Why Wework Thinks it's worth $20 Billion

David Fano, WeWork's Chief Growth Officer. PHOTO DIRECTION: NOAH RABINOWITZ

In the future, you’re going to love going to the office. Everything you need to do your job effectively will present itself without effort. You won’t have your own desk, because your employer will know you only use it for 63 percent of the day. But you won’t mind sharing it, because said employer will make sure you have a private room with green leafy plants, soundproof walls, and warm light between 2 and 2:20 p.m. so you can call your daughter. At 3:30 p.m., when you need a conference room for the product managers’ meeting, you won’t even have to book it. It’ll just be there. And everyone attending remotely will already be invited.

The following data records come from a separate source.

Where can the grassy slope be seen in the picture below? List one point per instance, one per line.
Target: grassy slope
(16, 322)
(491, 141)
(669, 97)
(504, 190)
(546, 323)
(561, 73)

“This isn’t right away, of course,” David Fano tells me. “But it’s not that far out.”

We’re standing in the epicenter of WeWork’s cavernous New York City headquarters, where Fano, the company’s Chief Growth Officer, has set up a demo area to show off new technologies for prospective clients. A balding guy with a shaved head and dark eyebrows, Fano stands 5’11”, and when he touches his phone to a desk, it recognizes him and raises itself to rest at his standing height. The smart furniture is just one of many ways that WeWork is wrangling data that it’s collected over the years to quietly reorganize an office around its workers. To Fano’s right is a touchscreen the size of a chalkboard where he can, with a swipe or a pinch, pull up real-time information about any of WeWork’s 164 open locations. Want to know when the air filters were last cleaned in WeWork’s Mexico City offices? Curious how many conference rooms are currently occupied in Charlotte, North Carolina? This program can tell you.